Prouesse des artistes

Sans être égoïste, l’expérience proposée par Nuits Noires est pourtant extrêmement individuelle. Sans notion de proximité avec les autres spectateurs, sans repères visuels qui permettraient d’identifier d’où provient la musique, on se prend à imaginer, à laisser divaguer ses pensées. Si au départ les réflexes veulent que chacun tente de tourner vers la tête vers la « scène », très vite ce paramètre se révèle inutile puisqu’il n’y a rien à voir, mais tout à entendre.

Si l’expérience est nouvelle pour le public, elle l’est aussi pour les artistes. « C’est totalement différent de ce à quoi on peut être habitué. L’obscurité agrandit l’espace et c’est presque plus impressionnant qu’une salle pleine car on n’a pas la moindre idée du nombre de personnes en face de nous, on ne voit pas leurs expressions », explique la tête d’affiche, Seth XVI.

Et pourtant, c’est un nouveau lien qui se crée. « C’est vraiment la musique qui fait le liant, sans savoir le nombre, il y a une proximité inédite avec ceux qui écoutent ».

Et dans la musique de Seth XVI, il y en a des choses à écouter. Chanteur et guitariste, l’artiste utilise également un « looper » (outil qui permet de faire des boucles musicales) et des pads (touches sensitives qui lancent un son préenregistré). Si bien qu’on a l’impression qu’il construit le morceau juste pour le public, avec énormément de matériel à gérer et quelques gommettes phosphorescentes comme seule aide (invisibles pour l’audience). Une prouesse technique sublimée par l’absence de lumière. Rajoutez à cela des textes (en anglais) qui mélangent ruptures amoureuses, espoirs et mélancolies, et vous en avez pour près d’une heure d’introspection musicale.

« Transcendant »

Sortir de la salle et voir la lumière du jour une fois le concert terminé, c’est comme se réveiller d’un sommeil plein de rêves. Encore groggy, le public commence à discuter de ce qu’il vient de vivre. Tous semblent conquis par l’expérience. « L’absence de lumière développe les autres sens » déclare ainsi Brigitte, 60 ans. « Je me suis même lâchée et j’ai un peu dansé », ajoute-t-elle. Pour Sophie, 23 ans, c’est encore plus fort. « C’est une expérience hors du commun, on est vraiment immergé dans le moment. En plus il n’y a pas les téléphones qui viennent parasiter le concert. C’est tout pour la musique ». Léopold, 23 ans, résume sa pensée en une phrase. « Ça a quelque chose de transcendant ».

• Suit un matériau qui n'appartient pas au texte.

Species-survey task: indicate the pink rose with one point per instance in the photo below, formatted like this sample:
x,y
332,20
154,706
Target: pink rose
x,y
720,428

Après le concert, les organisateurs invitent le public à manger un morceau et à boire quelque chose. Elodie et Jérémie sont d’ailleurs ravis du succès de leur 4ème édition. Le pari de la musique électro a fonctionné. « Beaucoup de genres musicaux se prêtent à l’obscurité », explique la jeune femme. Par le passé, les participants avaient pu écouter de la folk ou encore un duo de classique. Cette fois, ils avaient misé sur des sonorités plus actuelles, ce qui représentait pour eux un autre genre de défi, plus technique. L’objectif reste toutefois toujours le même. « Proposer une immersion sonore », selon Elodie.

Logo de Nuits Noires
Logo de Nuits Noires - Pierre Cloix

Ce concept, ils comptent maintenant l’exporter. La prochaine « Nuit Noire » aura lieu en septembre à Lyon, avant de prendre la route de Paris, puis celle de Berlin.